Mas, devo admitir que, assim como dezenas de meus pares, acreditei piamente, durante muito tempo, que o introdutor do haicai no Amazonas fora mesmo o amigo Luiz Bacellar, mas no livro Frauta de barro, de 1963, onde constam dez haicais, que passaram a doze na segunda edição. E Bacellar jamais negou isso. A partir da terceira edição, os haicais foram eliminados. Autocrítica?

 

O mar está bravo e bate

bate; e, levantando espuma

canta nos rochedos.

(p. 85)

 

Esse pecado coletivo se desfez com o tempo. O livro As horas lentas, de 1930 (2002, 2ª ed.), de Raimundo Monteiro, traz seis tercetos aos quais o autor chamou de “Utas” – uma forma chinesa, adotada no Japão como “waka”, que é simplesmente “poema”. O primeiro waka foi escrito pelo kami (deus) Susanoo, dedicado a sua noiva como presente de bodas. Raimundo Monteiro escrevia como um haijin, mas pensava como um romântico:

 

Morre, em surdina, a toada

De uma viola magoada...

– Penso na minha Amada.

(p. 58)

 

Em 1957, Benjamin Sanches, que se consagraria contista seis anos depois, publicava Argila, onde se destaca uma seção de três poemas, intitulada “Hai-kais”. Sanches bebe na fonte guilhermina:

 

Banhando-se nua,

No rio treme de frio,

A pálida lua.

(p. 125)

 

Volto no tempo, para desfazer mais uma falácia. Muita gente boa credita ao ensaísta Samuel Benchimol, merecedor de toda a nossa consideração, como o introdutor do haicai no Amazonas. No livro Nova Terra da Promissão – A Amazônia de Samuel Benchimol (2010), o poeta, ficcionista e ensaísta Elson Farias afirma, com clareza:

 

[Samuel Benchimol] deixou uma coletânea de versos organizada em 1942 e intitulada Versos dos verdes anos, até hoje inédita. (p. 38)

 

Uma outra fonte, que defende ser esse o marco introdutório do haicai no Amazonas, informa que, em livro de 2001, Benchimol assinala que o subtítulo da obra (que seria futuramente citada por Farias) é “Poemas e haicais escritos no período de 1942-1945 (inédito)”. Desconsiderando-se as confusões com as datas, pergunta-se: se era inédito até 2001 – quiçá, 2010 –, quem leu antes, além de uns poucos ungidos por Benchimol? E leu um rascunho, talvez um manuscrito, não uma publicação.

Raimundo Monteiro ou Benjamin Sanches – isso ainda vai dar muita discussão, mas não temos pressa –, o que sabemos com certeza é que não foi o professor Benchimol nem tampouco o poeta Bacellar os introdutores do haicai no Amazonas.

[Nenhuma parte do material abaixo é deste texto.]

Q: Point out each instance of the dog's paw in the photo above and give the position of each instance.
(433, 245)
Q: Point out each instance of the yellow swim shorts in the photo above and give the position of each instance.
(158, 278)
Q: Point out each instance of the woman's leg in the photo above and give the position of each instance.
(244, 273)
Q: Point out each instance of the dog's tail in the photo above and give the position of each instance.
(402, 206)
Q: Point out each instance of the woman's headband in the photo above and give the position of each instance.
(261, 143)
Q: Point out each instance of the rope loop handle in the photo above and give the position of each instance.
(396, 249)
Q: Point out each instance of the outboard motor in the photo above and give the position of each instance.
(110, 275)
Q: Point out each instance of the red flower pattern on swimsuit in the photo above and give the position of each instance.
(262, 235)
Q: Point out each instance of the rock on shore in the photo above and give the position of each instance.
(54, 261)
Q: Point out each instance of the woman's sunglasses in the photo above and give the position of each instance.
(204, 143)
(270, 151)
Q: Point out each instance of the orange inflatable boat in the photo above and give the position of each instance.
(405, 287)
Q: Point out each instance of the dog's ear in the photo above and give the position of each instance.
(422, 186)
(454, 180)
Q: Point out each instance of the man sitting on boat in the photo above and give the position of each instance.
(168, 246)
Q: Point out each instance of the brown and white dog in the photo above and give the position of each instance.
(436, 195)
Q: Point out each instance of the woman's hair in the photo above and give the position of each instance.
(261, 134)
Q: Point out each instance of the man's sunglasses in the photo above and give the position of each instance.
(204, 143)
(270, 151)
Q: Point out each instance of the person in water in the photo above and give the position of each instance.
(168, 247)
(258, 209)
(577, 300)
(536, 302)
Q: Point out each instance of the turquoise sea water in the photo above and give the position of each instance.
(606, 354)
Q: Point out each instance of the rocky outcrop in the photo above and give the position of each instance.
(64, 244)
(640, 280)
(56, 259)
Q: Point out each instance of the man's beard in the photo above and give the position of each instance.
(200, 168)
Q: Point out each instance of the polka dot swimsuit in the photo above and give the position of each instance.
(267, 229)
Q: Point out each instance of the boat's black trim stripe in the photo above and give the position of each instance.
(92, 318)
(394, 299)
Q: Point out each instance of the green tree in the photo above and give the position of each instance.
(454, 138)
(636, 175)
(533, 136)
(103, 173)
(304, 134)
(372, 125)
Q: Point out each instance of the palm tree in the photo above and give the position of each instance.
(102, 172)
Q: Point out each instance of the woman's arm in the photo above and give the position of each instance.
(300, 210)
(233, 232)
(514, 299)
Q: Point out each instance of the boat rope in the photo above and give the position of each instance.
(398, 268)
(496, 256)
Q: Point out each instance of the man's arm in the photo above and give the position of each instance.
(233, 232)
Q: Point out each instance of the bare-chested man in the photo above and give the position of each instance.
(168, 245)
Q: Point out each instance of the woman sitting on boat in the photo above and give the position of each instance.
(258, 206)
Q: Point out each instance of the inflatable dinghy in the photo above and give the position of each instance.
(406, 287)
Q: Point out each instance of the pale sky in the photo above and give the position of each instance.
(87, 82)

Os quarenta anos seguintes a Argila foram pródigos no aparecimento de cultores do haicai, entre os quais, de memória, destaco Jorge Tufic, Anísio Mello, Ronaldo Bonfim, Anibal Beça, Simão Pessoa e até o locutor que vos fala, além dos já citados Bacellar e Evangelista. Na virada para o século 21 nasce o Grêmio Sumaúma, que tem vida efêmera: apenas um ano de atividade. Mas, revelou muitos autores, entre os quais, sempre correndo o risco de esquecer alguém, cito Rosa Clement, Dedé Rodrigues, Grace Cordeiro, Urdapilleta Sanches, Sergio Luiz Pereira e um pessoal que, quase 25 anos depois, ainda lavra a seara do haicai: o grupo intitulado CLAM – Clube Literário do Amazonas, sob a liderança de Nelson Castro. O grupo, aliás, lançou este ano o livro Kigo, com poemas de quatro de seus componentes, e já prepara uma nova coletânea.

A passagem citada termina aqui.